From the 1 October 2014, the rules about what happens to your assets if you don’t leave a Will have changed.

The rules, although they have been simplified, still mean that if you die without leaving a Will, your affairs may not be dealt with in accordance with your wishes.

Briefly, if you die leaving a surviving spouse (or civil partner) and children, your spouse will receive the first £250,000 of your estate together with your personal belongings and half of what is left. Your children then receive the other half.

If you don’t have children, then your surviving spouse or civil partner will receive the whole of your estate. Previously the amount had been capped to £450,000, meaning that for larger estates this resulted in having to share the estate with parents or siblings of the deceased.

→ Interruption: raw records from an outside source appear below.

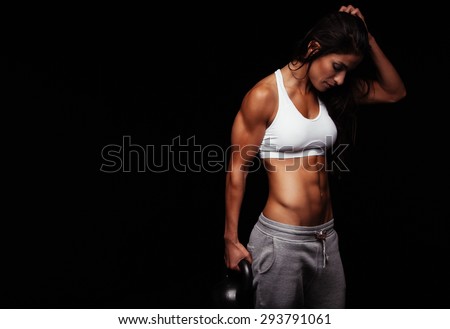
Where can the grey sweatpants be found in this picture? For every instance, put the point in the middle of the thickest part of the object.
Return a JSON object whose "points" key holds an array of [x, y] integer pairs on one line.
{"points": [[296, 266]]}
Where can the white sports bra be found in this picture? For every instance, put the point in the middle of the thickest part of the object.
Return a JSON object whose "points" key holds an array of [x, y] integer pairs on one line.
{"points": [[291, 135]]}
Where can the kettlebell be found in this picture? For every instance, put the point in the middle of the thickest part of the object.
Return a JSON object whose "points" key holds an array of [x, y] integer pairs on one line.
{"points": [[235, 290]]}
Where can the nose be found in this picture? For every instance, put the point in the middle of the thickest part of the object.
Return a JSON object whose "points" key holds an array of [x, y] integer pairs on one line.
{"points": [[339, 78]]}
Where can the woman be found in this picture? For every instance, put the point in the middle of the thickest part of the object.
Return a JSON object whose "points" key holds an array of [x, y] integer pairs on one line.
{"points": [[292, 119]]}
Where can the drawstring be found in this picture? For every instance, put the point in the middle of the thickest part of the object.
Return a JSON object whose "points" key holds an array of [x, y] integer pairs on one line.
{"points": [[321, 236]]}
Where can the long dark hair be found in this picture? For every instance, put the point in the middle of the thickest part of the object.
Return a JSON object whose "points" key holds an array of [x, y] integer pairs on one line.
{"points": [[339, 33]]}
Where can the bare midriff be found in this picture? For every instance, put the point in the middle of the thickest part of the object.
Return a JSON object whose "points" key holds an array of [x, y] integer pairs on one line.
{"points": [[299, 192]]}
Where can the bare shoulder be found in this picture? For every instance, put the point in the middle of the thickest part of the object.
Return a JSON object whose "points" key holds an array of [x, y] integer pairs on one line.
{"points": [[262, 99]]}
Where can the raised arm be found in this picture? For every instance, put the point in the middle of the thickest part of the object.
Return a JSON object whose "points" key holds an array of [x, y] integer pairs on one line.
{"points": [[388, 86], [246, 136]]}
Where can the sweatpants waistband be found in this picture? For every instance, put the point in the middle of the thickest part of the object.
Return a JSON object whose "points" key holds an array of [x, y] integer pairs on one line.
{"points": [[293, 232]]}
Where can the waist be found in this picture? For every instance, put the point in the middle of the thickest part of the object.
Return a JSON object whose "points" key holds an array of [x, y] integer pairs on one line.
{"points": [[293, 232]]}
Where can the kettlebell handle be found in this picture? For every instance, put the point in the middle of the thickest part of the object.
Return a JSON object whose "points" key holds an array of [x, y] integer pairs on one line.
{"points": [[247, 275]]}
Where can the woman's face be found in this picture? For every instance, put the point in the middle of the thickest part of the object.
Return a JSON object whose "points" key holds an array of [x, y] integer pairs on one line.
{"points": [[330, 70]]}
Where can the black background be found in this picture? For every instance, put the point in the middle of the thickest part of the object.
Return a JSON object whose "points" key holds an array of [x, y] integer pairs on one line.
{"points": [[76, 79]]}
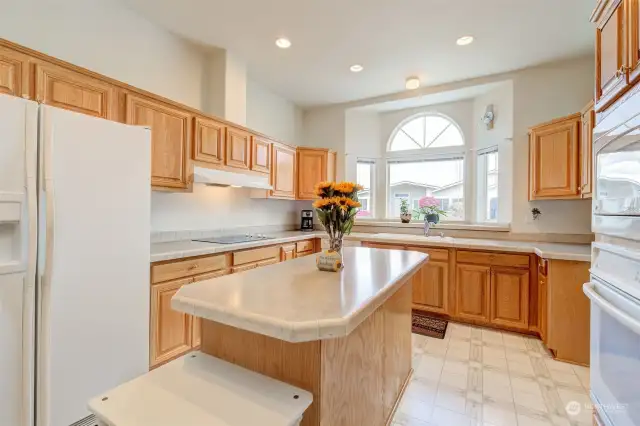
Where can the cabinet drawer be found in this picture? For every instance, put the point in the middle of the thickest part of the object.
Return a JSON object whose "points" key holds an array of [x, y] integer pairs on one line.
{"points": [[493, 259], [255, 255], [434, 254], [304, 246], [186, 268]]}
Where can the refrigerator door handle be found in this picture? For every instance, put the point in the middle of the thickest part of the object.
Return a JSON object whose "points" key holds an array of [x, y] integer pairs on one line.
{"points": [[621, 316]]}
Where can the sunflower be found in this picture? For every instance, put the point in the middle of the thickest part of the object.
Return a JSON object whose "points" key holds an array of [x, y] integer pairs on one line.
{"points": [[323, 188], [345, 203], [323, 202]]}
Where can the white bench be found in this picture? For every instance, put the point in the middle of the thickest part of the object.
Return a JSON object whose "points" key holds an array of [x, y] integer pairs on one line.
{"points": [[201, 390]]}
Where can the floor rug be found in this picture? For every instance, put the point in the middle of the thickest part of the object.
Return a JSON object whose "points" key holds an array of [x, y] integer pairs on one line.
{"points": [[426, 325]]}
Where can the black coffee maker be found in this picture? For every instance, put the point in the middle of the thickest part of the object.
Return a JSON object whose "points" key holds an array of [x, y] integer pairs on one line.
{"points": [[306, 223]]}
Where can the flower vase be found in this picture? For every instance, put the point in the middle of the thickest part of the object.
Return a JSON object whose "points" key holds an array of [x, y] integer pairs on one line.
{"points": [[330, 260], [433, 218]]}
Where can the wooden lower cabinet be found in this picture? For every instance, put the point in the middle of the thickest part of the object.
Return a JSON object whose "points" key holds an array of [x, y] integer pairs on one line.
{"points": [[287, 252], [472, 292], [509, 305], [171, 331], [431, 287]]}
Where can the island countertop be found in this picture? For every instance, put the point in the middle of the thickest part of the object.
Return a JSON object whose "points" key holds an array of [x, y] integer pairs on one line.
{"points": [[295, 302]]}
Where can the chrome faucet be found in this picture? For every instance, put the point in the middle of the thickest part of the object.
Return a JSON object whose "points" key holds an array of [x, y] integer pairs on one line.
{"points": [[427, 228]]}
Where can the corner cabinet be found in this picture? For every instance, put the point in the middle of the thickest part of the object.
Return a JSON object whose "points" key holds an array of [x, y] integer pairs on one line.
{"points": [[586, 150], [209, 138], [315, 165], [238, 148], [170, 136], [283, 172], [554, 166], [14, 73]]}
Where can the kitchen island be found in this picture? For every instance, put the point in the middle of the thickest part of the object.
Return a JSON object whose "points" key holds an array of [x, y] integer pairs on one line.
{"points": [[345, 337]]}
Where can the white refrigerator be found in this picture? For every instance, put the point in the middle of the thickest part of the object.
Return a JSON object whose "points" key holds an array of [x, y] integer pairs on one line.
{"points": [[74, 261]]}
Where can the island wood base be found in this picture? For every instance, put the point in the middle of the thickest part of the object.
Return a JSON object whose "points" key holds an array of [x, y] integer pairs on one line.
{"points": [[355, 380]]}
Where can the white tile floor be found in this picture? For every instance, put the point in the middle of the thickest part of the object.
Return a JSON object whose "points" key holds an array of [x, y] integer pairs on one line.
{"points": [[481, 377]]}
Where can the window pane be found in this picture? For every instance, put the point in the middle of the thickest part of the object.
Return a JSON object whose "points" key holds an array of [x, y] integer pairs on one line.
{"points": [[415, 130], [450, 137], [492, 186], [441, 179], [364, 177], [434, 125], [402, 142]]}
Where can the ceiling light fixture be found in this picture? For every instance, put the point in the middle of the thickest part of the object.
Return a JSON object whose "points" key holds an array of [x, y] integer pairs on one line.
{"points": [[412, 83], [283, 43], [464, 41]]}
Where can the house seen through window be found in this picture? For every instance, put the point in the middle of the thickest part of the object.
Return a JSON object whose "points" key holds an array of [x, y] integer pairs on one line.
{"points": [[426, 157]]}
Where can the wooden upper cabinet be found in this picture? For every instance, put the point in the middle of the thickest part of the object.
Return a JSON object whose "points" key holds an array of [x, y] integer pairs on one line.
{"points": [[260, 154], [509, 304], [315, 165], [554, 164], [14, 73], [633, 39], [611, 51], [170, 133], [238, 148], [209, 141], [472, 292], [586, 151], [171, 331], [283, 172], [63, 88]]}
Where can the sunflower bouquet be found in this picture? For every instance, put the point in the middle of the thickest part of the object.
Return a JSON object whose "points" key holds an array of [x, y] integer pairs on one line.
{"points": [[336, 209]]}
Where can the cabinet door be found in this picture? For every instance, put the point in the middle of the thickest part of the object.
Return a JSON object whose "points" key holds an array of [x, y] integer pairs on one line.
{"points": [[611, 73], [14, 73], [283, 172], [472, 292], [209, 141], [260, 154], [431, 287], [633, 39], [510, 297], [586, 151], [63, 88], [238, 148], [312, 169], [542, 306], [554, 161], [287, 252], [170, 330], [170, 132]]}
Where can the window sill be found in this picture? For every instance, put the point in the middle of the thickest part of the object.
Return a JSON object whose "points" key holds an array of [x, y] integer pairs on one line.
{"points": [[448, 225]]}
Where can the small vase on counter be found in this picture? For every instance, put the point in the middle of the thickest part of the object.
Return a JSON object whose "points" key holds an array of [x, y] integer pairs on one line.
{"points": [[336, 210]]}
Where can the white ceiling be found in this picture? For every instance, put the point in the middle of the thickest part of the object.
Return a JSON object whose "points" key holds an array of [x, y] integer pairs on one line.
{"points": [[391, 39]]}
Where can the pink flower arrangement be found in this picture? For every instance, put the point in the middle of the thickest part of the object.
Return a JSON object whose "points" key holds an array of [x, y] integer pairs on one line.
{"points": [[428, 202]]}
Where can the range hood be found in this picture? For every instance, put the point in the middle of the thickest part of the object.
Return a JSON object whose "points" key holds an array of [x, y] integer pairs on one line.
{"points": [[226, 178]]}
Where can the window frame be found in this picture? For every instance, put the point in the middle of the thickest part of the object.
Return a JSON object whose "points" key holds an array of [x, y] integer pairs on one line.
{"points": [[432, 154], [482, 187], [372, 179]]}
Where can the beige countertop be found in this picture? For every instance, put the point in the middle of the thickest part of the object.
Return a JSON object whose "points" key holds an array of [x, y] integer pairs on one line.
{"points": [[181, 249], [295, 302]]}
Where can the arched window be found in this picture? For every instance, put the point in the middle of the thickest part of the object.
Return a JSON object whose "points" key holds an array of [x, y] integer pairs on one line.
{"points": [[426, 161], [426, 131]]}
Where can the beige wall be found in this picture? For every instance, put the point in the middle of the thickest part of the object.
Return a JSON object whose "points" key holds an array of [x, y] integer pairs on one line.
{"points": [[539, 94]]}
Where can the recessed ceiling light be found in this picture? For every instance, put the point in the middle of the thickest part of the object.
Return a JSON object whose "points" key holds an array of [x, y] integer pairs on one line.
{"points": [[412, 83], [463, 41], [283, 43]]}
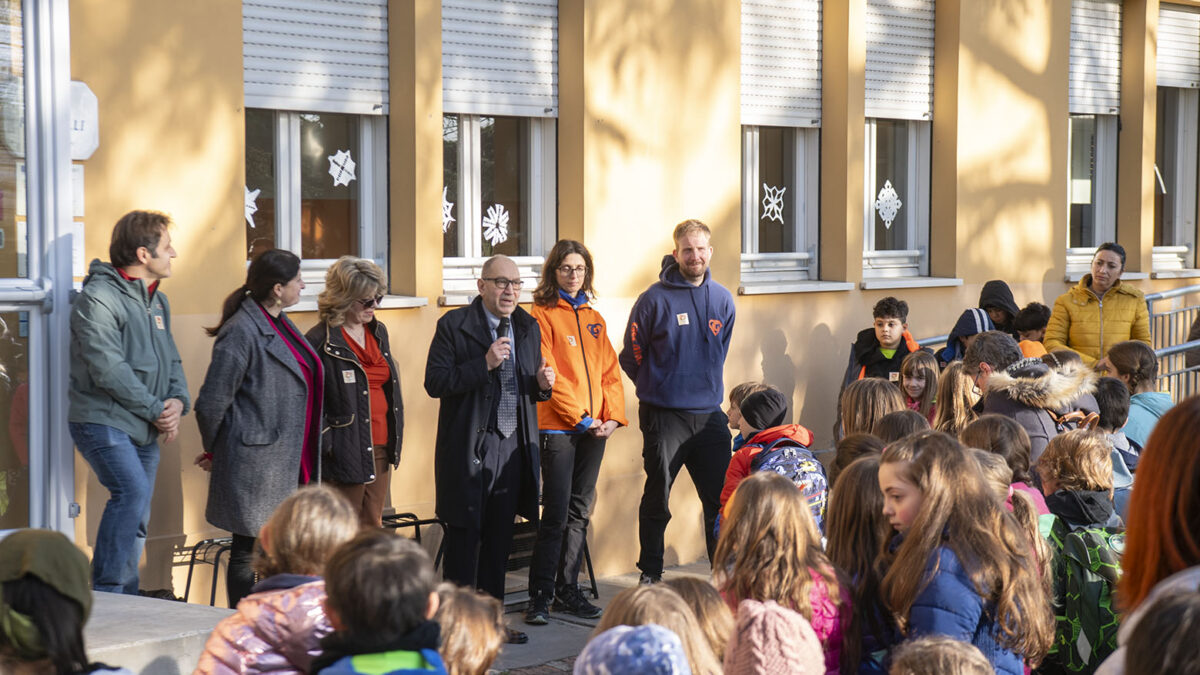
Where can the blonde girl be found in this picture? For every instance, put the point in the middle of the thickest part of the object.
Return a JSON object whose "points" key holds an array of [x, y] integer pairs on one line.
{"points": [[918, 381], [769, 550], [960, 566], [957, 396], [660, 604], [864, 401]]}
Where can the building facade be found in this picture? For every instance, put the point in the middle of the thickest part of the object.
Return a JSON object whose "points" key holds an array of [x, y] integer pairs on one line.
{"points": [[840, 151]]}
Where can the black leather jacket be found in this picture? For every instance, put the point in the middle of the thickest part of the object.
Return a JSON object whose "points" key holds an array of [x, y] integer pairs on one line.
{"points": [[346, 449]]}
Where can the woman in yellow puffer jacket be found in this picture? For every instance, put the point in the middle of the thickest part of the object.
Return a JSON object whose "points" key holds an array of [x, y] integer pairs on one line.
{"points": [[1099, 311], [588, 405]]}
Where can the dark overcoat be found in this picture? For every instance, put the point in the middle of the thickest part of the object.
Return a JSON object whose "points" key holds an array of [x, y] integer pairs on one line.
{"points": [[347, 454], [251, 412], [456, 372]]}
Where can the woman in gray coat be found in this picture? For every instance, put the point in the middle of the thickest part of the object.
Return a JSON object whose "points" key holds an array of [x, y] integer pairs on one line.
{"points": [[258, 408]]}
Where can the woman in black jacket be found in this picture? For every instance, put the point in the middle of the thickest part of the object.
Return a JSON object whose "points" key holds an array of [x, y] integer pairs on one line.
{"points": [[364, 412]]}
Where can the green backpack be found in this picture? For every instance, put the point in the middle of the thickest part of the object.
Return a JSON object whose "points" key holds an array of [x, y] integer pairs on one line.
{"points": [[1086, 566]]}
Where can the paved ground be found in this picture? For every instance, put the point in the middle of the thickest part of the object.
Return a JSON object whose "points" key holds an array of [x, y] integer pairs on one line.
{"points": [[552, 649]]}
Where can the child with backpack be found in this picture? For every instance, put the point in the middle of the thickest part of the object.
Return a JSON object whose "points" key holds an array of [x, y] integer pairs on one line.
{"points": [[959, 565], [775, 447], [918, 381], [769, 550], [1086, 542]]}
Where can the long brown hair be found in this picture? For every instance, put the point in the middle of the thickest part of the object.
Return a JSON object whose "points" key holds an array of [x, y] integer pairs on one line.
{"points": [[769, 548], [546, 293], [921, 364], [661, 604], [959, 512], [855, 532], [955, 398], [867, 400], [1164, 511]]}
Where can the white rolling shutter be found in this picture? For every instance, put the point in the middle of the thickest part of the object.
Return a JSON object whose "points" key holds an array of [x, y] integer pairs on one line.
{"points": [[1179, 46], [781, 63], [1095, 81], [900, 59], [499, 58], [318, 55]]}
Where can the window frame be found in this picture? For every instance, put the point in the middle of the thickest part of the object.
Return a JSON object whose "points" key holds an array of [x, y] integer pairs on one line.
{"points": [[371, 153], [539, 191], [1079, 258], [1182, 155], [912, 261], [761, 270]]}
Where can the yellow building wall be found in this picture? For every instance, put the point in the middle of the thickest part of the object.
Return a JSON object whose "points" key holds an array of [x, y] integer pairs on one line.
{"points": [[648, 136]]}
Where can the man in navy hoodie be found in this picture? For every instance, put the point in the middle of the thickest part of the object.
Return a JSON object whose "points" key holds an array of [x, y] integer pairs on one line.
{"points": [[676, 342]]}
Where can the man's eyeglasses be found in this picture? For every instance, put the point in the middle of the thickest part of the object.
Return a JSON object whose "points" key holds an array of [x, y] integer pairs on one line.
{"points": [[504, 284]]}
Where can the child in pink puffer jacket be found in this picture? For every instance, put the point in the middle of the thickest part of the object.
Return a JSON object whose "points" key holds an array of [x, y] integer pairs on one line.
{"points": [[769, 550]]}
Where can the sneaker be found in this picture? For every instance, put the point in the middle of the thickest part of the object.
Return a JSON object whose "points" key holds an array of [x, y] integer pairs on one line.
{"points": [[571, 601], [538, 613]]}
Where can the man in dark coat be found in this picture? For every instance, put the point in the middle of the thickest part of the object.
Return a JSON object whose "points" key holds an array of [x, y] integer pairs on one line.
{"points": [[485, 364]]}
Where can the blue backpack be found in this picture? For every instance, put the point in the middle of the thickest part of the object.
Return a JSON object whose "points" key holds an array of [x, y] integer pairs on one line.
{"points": [[796, 463]]}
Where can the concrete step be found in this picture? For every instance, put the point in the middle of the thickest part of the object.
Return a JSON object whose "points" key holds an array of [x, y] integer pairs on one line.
{"points": [[148, 635]]}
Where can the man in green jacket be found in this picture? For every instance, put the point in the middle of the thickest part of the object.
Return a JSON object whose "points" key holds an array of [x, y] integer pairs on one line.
{"points": [[126, 388]]}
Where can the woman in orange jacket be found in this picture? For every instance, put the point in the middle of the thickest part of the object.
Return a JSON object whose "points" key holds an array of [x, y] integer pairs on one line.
{"points": [[587, 406]]}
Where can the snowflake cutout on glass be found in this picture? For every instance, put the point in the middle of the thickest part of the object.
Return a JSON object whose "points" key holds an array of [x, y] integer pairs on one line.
{"points": [[773, 202], [341, 167], [447, 208], [888, 204], [496, 225], [251, 207]]}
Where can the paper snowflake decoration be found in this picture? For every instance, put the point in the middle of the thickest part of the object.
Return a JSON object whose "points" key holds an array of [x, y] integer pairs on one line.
{"points": [[888, 204], [496, 225], [773, 202], [447, 207], [251, 207], [341, 167]]}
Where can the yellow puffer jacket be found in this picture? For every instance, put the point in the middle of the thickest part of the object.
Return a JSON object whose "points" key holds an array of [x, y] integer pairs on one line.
{"points": [[1084, 323]]}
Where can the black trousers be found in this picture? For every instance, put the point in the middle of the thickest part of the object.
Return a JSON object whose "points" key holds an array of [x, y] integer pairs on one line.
{"points": [[671, 440], [475, 555], [239, 575], [570, 464]]}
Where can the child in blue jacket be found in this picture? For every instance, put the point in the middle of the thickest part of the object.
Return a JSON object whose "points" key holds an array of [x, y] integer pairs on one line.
{"points": [[959, 566]]}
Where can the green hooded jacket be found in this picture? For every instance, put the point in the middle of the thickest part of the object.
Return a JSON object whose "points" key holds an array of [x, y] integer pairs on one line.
{"points": [[124, 362]]}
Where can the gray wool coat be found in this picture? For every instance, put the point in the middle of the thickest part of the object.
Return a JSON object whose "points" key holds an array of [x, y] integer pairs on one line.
{"points": [[251, 412]]}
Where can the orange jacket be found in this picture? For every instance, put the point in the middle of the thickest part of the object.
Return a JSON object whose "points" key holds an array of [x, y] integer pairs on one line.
{"points": [[587, 378], [741, 461]]}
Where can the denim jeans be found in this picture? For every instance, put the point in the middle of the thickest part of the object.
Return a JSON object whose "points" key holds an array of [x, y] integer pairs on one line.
{"points": [[127, 471]]}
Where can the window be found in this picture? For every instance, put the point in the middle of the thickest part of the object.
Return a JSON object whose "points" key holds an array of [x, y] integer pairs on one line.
{"points": [[895, 240], [779, 205], [498, 195], [316, 185], [1092, 180], [1175, 178]]}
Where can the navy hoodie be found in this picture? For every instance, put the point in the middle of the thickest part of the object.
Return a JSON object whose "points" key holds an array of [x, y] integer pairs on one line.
{"points": [[676, 341]]}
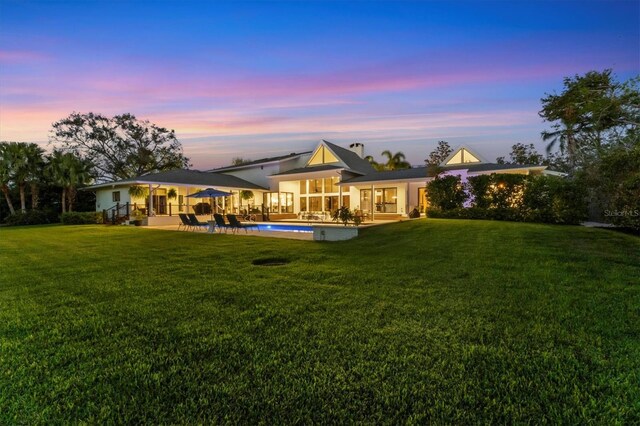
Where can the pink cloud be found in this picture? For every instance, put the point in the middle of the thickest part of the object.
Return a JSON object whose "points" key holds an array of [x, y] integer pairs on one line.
{"points": [[20, 56]]}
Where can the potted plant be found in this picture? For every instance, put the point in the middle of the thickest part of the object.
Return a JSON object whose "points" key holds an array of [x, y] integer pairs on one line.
{"points": [[137, 217]]}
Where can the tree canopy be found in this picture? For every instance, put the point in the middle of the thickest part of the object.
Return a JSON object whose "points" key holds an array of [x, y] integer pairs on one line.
{"points": [[523, 154], [119, 147]]}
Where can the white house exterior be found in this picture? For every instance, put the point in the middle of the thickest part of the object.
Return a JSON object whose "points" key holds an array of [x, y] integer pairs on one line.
{"points": [[306, 185]]}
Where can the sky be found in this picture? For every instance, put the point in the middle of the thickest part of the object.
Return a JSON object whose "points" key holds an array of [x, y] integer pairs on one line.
{"points": [[260, 79]]}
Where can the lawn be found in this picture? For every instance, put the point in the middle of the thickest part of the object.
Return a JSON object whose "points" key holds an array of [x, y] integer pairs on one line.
{"points": [[428, 320]]}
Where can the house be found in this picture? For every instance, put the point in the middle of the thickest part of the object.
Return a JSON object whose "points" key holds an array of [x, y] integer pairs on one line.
{"points": [[295, 186]]}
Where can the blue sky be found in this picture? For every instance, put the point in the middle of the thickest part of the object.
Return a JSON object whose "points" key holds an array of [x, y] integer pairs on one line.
{"points": [[256, 79]]}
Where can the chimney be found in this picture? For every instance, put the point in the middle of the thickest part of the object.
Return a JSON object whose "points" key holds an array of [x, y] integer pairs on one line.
{"points": [[358, 148]]}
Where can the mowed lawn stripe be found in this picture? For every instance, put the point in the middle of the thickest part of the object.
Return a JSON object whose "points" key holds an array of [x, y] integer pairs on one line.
{"points": [[428, 320]]}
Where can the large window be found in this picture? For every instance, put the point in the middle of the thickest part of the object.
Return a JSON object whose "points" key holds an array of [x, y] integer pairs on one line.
{"points": [[331, 184], [365, 200], [276, 202], [331, 203], [315, 204], [286, 202], [422, 199], [386, 200], [315, 186]]}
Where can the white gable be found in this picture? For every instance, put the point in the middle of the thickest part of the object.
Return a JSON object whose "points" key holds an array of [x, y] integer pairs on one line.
{"points": [[462, 156]]}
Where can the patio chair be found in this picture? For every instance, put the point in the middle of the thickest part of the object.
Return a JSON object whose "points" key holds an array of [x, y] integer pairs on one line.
{"points": [[236, 224], [220, 222], [195, 223], [185, 223]]}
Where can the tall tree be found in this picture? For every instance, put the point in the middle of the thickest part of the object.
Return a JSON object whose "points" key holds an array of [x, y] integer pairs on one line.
{"points": [[522, 154], [120, 147], [593, 110], [69, 172], [395, 161], [374, 163], [6, 161], [439, 154], [24, 162]]}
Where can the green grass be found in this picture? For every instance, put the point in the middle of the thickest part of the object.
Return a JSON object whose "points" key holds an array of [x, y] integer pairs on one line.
{"points": [[439, 320]]}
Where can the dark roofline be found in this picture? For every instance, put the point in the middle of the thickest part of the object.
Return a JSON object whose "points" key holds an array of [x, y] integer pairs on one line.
{"points": [[260, 161], [181, 177], [423, 172]]}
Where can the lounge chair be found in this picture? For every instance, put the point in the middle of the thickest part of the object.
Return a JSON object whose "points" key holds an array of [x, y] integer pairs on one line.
{"points": [[185, 222], [195, 223], [236, 224], [220, 222]]}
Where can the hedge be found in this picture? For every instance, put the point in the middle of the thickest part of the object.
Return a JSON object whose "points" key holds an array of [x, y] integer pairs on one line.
{"points": [[31, 217], [81, 218], [521, 198]]}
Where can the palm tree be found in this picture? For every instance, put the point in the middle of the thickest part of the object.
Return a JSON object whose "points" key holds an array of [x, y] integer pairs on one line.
{"points": [[6, 160], [68, 171], [395, 161], [25, 166]]}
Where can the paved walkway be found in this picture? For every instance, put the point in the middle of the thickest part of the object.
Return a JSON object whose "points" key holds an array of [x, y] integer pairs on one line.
{"points": [[269, 234]]}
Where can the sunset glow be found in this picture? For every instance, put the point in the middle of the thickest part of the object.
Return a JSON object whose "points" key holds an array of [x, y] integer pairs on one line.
{"points": [[260, 79]]}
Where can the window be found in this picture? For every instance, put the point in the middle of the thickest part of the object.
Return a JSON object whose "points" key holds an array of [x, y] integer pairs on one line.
{"points": [[386, 200], [422, 199], [390, 200], [286, 202], [322, 156], [331, 203], [271, 202], [331, 184], [276, 202], [315, 204], [365, 200], [463, 156], [315, 186]]}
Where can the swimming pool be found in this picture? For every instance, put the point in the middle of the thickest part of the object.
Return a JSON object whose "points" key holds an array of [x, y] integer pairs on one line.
{"points": [[286, 228]]}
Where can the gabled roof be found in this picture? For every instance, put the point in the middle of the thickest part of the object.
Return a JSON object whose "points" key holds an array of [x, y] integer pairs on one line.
{"points": [[260, 161], [185, 177], [310, 169], [426, 171], [351, 159], [463, 151]]}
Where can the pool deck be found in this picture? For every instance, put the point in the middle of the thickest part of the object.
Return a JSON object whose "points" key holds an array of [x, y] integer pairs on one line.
{"points": [[307, 236]]}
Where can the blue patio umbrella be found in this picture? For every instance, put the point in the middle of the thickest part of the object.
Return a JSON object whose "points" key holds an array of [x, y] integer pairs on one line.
{"points": [[209, 193]]}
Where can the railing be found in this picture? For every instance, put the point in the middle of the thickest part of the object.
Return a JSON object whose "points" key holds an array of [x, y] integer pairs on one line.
{"points": [[121, 212]]}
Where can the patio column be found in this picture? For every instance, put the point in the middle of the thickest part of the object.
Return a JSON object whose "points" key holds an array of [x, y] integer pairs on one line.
{"points": [[407, 206], [150, 212], [373, 202]]}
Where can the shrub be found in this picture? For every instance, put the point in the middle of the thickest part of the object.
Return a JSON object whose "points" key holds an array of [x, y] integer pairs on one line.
{"points": [[446, 193], [81, 218], [520, 198], [30, 217]]}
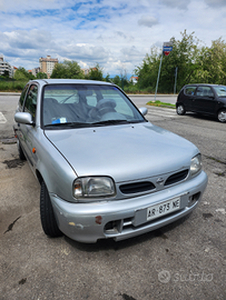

Whilst the new rules simplify matters, current house prices make it likely that where there are children, even a relatively modest estate will not see the survivor inheriting everything.

For higher value estates, it becomes all the more important to ensure that you have thought about how you wish your assets to pass on death and what steps you wish to take to minimise any inheritance tax that would otherwise become payable.

Equally, for those in second or third marriages who may wish assets to pass to children on the first death, they may find that these new rules give far too much priority to the surviving spouse. If you have children from a previous marriage you will need to seriously consider what your wishes are, whilst ensuring that the survivor of you and your new spouse is left with adequate means with which to support themselves.

In addition to modifying the rules on who gets what, this new Act makes it easier for dependants to claim financial support from a deceased partner or parent if they feel that they have been left out. If you’re unmarried, the rules do not change the fact that your partner will receive nothing so make sure that you have made provision for them. If not, they may decide they have no choice but to make a legal claim on your estate.

All things considered, it still remains vital that you make a Will to clearly set out who you wish to benefit from your money and property on your death so don’t put it off any longer.